The EMA-FDA Guiding Principles for AI in Drug Development: A Reference Guide

In January 2026, the European Medicines Agency (EMA) and the U.S. Food and Drug Administration (FDA) jointly published “Guiding Principles of Good AI Practice in Drug Development.”

This joint publication represents the first formal alignment between US and EU regulators on expectations for AI in drug development. The 10 principles establish a shared vocabulary and framework for how AI systems should be built, validated, and maintained across the product lifecycle.

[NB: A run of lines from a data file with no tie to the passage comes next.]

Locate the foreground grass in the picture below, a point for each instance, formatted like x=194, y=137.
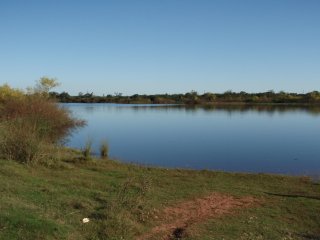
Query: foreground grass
x=122, y=202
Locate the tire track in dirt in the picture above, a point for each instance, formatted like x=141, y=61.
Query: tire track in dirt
x=174, y=220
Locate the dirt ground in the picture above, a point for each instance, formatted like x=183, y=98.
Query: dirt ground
x=174, y=220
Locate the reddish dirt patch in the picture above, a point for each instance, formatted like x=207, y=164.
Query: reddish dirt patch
x=174, y=221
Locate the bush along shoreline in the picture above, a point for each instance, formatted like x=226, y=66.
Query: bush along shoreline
x=51, y=192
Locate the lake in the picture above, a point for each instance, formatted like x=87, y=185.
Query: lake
x=260, y=139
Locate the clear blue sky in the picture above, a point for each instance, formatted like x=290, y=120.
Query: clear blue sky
x=162, y=46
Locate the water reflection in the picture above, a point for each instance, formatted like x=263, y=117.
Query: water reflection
x=246, y=138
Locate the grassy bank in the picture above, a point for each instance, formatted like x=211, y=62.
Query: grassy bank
x=125, y=201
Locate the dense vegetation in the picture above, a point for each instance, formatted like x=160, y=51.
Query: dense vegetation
x=32, y=124
x=194, y=98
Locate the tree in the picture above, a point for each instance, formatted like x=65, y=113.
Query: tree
x=43, y=86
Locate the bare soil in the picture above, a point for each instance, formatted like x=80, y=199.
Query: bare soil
x=174, y=220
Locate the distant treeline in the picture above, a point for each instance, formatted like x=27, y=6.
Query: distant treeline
x=193, y=98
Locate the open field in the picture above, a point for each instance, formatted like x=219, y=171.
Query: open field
x=131, y=202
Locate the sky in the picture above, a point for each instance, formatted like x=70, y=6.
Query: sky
x=161, y=46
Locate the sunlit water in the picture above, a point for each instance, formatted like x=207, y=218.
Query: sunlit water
x=242, y=139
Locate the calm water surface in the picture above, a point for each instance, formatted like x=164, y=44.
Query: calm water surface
x=243, y=139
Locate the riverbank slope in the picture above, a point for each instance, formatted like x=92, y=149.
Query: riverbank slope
x=131, y=202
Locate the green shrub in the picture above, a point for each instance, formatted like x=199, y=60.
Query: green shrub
x=104, y=150
x=87, y=150
x=30, y=124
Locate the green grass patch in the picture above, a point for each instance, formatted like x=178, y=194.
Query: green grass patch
x=119, y=199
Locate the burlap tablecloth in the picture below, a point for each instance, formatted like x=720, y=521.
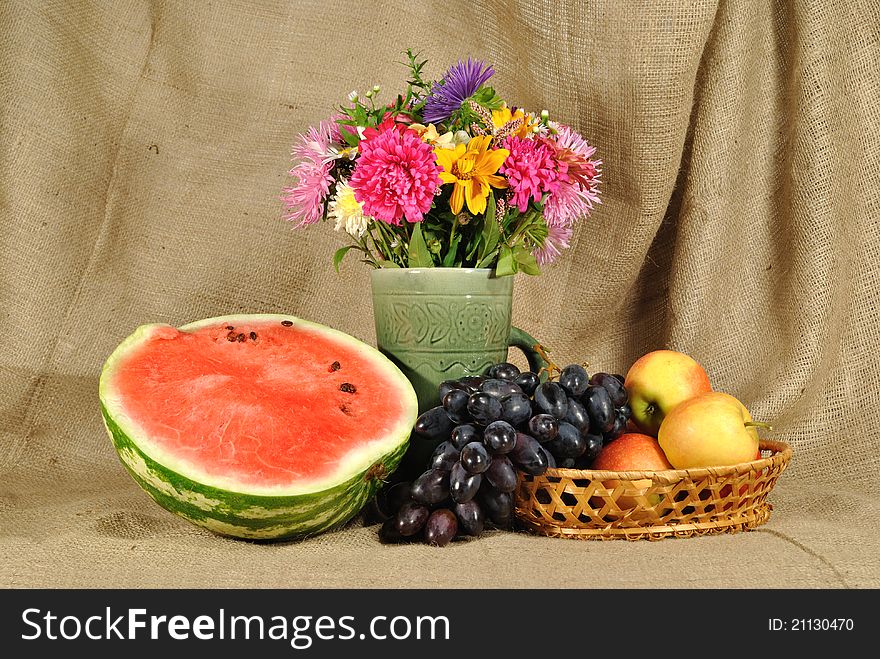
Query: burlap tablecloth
x=144, y=147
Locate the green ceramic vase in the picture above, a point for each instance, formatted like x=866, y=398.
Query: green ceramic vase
x=441, y=324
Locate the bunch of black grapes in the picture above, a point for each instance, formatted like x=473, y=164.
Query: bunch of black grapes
x=489, y=426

Below, we examine each principle, define the technical terms, and discuss the practical implications. A glossary of key terms is included at the end.

Human-Centric by Design

Ethics

Risk-Based Approach

Risk

Adherence to Standards

Compliance

Clear Context of Use

Scope

Multidisciplinary Expertise

Governance

Data Governance

Data

Model Design Practices

Development

Performance Assessment

Validation

Life Cycle Management

Operations

Clear Information

Transparency

The 10 Guiding Principles

Human-Centric by Design

“The development and use of AI technologies align with ethical and human-centric values.”

This principle establishes the foundational philosophy: AI in drug development exists to support human decision-making, not replace it. The emphasis is on augmentation rather than automation of judgment.

💡

In practice: Expect regulatory reviewers to ask how human oversight is maintained in AI-assisted workflows. Systems where humans cannot review, override, or understand AI outputs will face scrutiny.

Risk-Based Approach

“The development and use of AI technologies follow a risk-based approach with proportionate validation, risk mitigation, and oversight based on the context of use and determined model risk.”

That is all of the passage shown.